Une fois partie du domicile commun, je me suis d’abord retrouvée chez ma mère, puis chez des amis qui m’ont hébergée, puis je suis retournée chez ma mère pour finalement passer quelques jours à l'hôtel. Comme tout ça était difficile à vivre, j’ai dû me résoudre à retourner au domicile conjugal et faire croire à mon ex-mari que notre relation allait continuer mais en parallèle, j’avais fait une demande de logement social.

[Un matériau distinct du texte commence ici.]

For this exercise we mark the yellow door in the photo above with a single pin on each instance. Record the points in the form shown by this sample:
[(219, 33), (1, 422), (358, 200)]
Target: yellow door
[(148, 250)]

J’avais de plus en plus peur de lui. On ne dormait plus ensemble, je dormais dans la chambre, lui dans le salon, mais toutes les nuits je verrouillais la porte et gardais avec moi une bombe lacrymogène et un téléphone de secours que j’avais acheté à la Poste et que je portais sur moi, caché dans mon soutien-gorge. Il me faisait vivre un enfer, je n’avais aucune liberté. Si je sortais je devais prendre mon téléphone, s’il appelait et que j’étais en voiture, je devais klaxonner pour le prouver, si j’étais avec ma mère, elle devait parler etc. À ce moment-là je savais que c’était fini, que je ne lui pardonnerais jamais tout ce qu’il m’avait fait subir. C'est là que je me suis rendu-compte que finalement, je vivais comme ça, sous pression permanente, depuis des années. Je ne m’en n’étais pas aperçue plut tôt parce qu’il avait réussi à me persuader du fait que pour une fille comme moi, intéresser un homme de sa valeur était une aubaine. Mon fils est né le 21 juin 2015, puis en octobre et face à mon insistance (j’ai fait le pied de grue devant la mairie tous les jours pendant qu’il partait travailler), on m’a enfin proposé un logement. 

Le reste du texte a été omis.